All Articles

Alien vs Predator image classification using Deep Convolutional Neural Networks | Deep Learning for JavaScript Hackers (Part V)

TL;DR Learn how to create a Deep Convolutional Neural Network in TensorFlow.js and use it to classify images of Aliens and Predators

Staying alone in the corner, you and your motion detector. Total silence. Then you hear an unwanted beep and see a dot. 100 feet. 90 feet. You prepare yourself. This place is very dark, you think. You see something in the distance. Another beep - 20 feet. 10 feet. The thing is much more recognizable now, but what is it?

Here’s what you’ll learn:

  • Load images from remote URLs in the browser
  • Transform (turn to greyscale, resize and rescale) image pixel data into Tensors
  • Build a simple Deep Convolutional Neural Network from scratch using TensorFlow.js
  • Visualize filters (what the network learns) of convolutional layers

Let’s build a model that can distinguish between an Alien and a Predator!

Run the complete source code for this tutorial right in your browser:

Source code on GitHub

Data

Our dataset Alien vs. Predator images comes from Kaggle. Each class (alien and predator) contains 247 training images and 100 validation images. The images are JPG files with a size of around 250x250 pixels. Let’s use those to build a Neural Network that can classify them!

Convolutional Neural Networks

Building models that understand the real-world from raw image data has been a dream for many computer scientists. In recent years, this dream has been somewhat achieved.

Using traditional Machine Learning models for computer vision requires a manual definition of features. Convolutional Neural Networks allow for automation of this step. Those features are learned during the training from the raw image data.

Computers store images in width x height x 3 (or 4) tensors. The last dimension represents the colors (Red Green Blue) and a possible alpha channel. This poses a challenge for regular Neural Networks - every pixel (and color data) will be stored as a neuron.

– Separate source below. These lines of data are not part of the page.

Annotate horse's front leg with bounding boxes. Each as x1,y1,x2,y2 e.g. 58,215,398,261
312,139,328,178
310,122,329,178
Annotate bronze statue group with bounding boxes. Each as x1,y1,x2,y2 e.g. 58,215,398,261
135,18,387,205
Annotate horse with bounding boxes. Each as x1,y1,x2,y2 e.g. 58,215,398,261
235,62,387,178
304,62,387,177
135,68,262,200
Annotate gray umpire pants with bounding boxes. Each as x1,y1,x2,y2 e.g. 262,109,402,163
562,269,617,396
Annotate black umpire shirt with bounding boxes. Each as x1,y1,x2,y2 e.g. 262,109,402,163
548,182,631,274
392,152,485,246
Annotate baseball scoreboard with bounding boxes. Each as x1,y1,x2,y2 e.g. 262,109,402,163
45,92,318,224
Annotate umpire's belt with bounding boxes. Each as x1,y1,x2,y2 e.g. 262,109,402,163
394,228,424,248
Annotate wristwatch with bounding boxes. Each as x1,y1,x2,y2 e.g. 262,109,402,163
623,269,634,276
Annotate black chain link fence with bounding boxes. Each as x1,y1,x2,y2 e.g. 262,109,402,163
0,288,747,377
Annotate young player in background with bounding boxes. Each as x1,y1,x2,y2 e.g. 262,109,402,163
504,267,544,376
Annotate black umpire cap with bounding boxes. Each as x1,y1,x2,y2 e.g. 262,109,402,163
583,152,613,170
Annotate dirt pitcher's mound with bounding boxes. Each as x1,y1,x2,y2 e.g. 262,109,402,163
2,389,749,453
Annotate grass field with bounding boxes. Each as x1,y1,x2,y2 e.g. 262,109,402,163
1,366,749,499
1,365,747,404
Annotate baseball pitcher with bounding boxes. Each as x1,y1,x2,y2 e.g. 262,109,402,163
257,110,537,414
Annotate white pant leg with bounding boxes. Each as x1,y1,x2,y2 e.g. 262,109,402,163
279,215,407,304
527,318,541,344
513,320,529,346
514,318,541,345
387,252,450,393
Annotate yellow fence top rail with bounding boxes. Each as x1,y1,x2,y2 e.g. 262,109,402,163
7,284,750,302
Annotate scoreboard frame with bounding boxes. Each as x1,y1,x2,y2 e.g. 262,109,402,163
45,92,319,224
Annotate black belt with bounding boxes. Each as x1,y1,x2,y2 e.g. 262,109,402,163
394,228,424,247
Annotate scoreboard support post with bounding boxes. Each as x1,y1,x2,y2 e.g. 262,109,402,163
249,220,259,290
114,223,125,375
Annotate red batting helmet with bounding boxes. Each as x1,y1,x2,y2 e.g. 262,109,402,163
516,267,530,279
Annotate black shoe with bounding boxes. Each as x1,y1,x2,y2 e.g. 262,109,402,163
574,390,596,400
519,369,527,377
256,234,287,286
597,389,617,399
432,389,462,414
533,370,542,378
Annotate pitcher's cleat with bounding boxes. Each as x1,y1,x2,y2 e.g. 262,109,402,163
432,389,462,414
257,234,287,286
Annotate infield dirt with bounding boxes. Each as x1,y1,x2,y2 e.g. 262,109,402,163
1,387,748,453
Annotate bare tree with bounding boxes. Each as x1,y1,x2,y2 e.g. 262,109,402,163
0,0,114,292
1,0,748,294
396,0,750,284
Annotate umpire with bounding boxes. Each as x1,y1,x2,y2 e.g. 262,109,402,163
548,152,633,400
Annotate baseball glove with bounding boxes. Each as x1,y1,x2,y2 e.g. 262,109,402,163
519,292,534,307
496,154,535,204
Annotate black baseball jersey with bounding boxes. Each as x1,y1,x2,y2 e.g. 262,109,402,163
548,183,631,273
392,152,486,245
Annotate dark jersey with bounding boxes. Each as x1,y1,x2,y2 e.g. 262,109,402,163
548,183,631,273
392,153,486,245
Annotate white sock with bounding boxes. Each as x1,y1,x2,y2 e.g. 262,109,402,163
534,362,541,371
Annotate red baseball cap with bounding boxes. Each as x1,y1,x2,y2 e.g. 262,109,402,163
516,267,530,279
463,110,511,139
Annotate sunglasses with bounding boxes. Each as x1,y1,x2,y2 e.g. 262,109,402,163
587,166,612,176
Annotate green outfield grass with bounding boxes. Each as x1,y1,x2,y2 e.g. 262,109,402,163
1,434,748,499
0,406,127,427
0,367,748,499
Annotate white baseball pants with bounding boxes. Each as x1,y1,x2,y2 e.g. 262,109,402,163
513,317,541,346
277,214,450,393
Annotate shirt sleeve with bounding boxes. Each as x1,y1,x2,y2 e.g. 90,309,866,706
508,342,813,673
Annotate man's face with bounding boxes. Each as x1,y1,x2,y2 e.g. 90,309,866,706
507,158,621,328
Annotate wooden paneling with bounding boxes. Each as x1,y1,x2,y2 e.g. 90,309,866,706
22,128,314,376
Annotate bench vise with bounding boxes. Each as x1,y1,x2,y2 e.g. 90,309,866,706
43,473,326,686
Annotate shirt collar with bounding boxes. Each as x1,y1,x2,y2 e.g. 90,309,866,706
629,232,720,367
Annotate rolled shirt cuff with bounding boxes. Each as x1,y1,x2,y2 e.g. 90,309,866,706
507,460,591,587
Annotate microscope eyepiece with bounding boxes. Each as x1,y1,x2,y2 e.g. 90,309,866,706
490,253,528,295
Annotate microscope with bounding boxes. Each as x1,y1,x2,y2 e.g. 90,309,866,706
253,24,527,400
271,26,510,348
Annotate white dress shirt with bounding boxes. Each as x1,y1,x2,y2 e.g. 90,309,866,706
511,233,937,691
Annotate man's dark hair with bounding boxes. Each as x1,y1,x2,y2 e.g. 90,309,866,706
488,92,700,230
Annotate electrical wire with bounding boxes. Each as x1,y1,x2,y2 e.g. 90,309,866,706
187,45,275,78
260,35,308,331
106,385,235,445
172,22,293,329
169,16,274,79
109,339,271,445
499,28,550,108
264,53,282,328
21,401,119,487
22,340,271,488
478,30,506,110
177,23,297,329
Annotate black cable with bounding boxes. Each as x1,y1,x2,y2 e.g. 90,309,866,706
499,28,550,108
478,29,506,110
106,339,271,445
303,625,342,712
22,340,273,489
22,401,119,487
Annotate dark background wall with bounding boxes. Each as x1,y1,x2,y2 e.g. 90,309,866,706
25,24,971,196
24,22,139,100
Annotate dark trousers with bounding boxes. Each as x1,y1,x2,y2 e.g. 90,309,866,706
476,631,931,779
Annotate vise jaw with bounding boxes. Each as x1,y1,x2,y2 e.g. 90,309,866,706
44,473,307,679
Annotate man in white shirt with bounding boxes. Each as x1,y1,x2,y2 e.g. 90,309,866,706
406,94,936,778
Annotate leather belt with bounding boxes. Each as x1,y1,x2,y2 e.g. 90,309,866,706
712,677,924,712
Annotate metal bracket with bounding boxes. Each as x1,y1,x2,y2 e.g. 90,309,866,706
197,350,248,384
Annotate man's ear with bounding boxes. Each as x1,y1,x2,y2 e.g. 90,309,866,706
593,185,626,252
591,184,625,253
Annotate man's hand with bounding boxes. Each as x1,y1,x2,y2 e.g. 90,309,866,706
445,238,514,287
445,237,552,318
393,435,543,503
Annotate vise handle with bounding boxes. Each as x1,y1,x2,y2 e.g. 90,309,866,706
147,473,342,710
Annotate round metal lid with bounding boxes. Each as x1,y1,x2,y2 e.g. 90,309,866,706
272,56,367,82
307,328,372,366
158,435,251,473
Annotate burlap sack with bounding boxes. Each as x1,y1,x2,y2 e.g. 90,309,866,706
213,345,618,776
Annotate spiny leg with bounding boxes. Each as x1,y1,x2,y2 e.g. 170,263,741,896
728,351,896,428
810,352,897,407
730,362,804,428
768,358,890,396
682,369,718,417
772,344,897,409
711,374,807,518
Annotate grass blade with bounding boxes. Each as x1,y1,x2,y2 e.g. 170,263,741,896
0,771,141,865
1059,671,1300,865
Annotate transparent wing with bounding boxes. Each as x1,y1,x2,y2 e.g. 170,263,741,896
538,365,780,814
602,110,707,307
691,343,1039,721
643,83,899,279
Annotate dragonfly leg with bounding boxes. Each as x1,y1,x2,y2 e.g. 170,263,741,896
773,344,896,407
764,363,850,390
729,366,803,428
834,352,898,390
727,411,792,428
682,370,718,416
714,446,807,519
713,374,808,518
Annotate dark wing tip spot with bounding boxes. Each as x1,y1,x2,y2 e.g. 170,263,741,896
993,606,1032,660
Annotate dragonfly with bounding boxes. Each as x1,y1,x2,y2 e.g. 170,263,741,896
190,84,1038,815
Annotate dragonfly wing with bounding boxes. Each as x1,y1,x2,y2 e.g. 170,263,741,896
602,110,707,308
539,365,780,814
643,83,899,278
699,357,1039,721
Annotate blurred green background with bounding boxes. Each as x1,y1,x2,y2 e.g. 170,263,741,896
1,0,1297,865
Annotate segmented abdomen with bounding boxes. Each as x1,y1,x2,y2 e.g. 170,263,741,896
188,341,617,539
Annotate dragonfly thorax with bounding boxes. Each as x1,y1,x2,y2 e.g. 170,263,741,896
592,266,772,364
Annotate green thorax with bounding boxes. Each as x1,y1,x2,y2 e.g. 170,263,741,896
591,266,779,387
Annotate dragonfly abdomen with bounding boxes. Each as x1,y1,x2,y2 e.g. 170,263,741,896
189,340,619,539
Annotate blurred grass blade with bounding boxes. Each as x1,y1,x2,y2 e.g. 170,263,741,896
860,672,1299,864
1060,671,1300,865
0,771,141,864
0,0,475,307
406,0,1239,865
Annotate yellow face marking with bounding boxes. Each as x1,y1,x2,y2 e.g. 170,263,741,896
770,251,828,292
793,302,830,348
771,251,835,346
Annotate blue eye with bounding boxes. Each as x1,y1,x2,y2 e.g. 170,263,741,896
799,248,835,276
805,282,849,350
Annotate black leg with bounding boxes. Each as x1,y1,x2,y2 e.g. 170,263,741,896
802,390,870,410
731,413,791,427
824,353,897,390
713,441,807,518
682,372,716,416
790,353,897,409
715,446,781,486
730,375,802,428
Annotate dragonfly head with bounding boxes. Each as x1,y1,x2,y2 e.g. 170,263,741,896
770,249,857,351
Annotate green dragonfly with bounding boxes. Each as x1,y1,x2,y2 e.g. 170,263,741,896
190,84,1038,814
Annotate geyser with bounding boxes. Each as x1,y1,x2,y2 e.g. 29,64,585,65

Some of the “getting started” image datasets are ok. CIFAR-10 has images of 32x32x3 = 3072 neurons. But we all know that images in the wild are huge!

Convolutional Neural Networks (CNNs/ConvNets) take advantage of the two-dimensional image data. Still, they can be used with other types of data. CNNs consists of Convolutional, Pooling and Fully-Connected (regular) layers.

Convolutional layers have neurons arranged in 3 dimensions: width, height, depth. The parameters (those who we try to learn during training) consist of a set of learnable filters. Every filter covers a small area (width x height) but extends through the full depth.

During training, we slide each filter across the image`s height and weight and compute dot products between the filter and input.

One common way to design a Convolutional Neural Network for classification or regression is:

  • Input Layer - holds the raw pixel values of the image
  • Conv Layer - computes the dot product between filters and input data
  • Pool Layer - downsamples the width and height of the input
  • Fully-Connected Layer - delivers the predictions, based on the task at hand (classification or regression)

Classifying Aliens and Predators

We’ll load the image data from GitHub, do some preprocessing and train a CNN model with it.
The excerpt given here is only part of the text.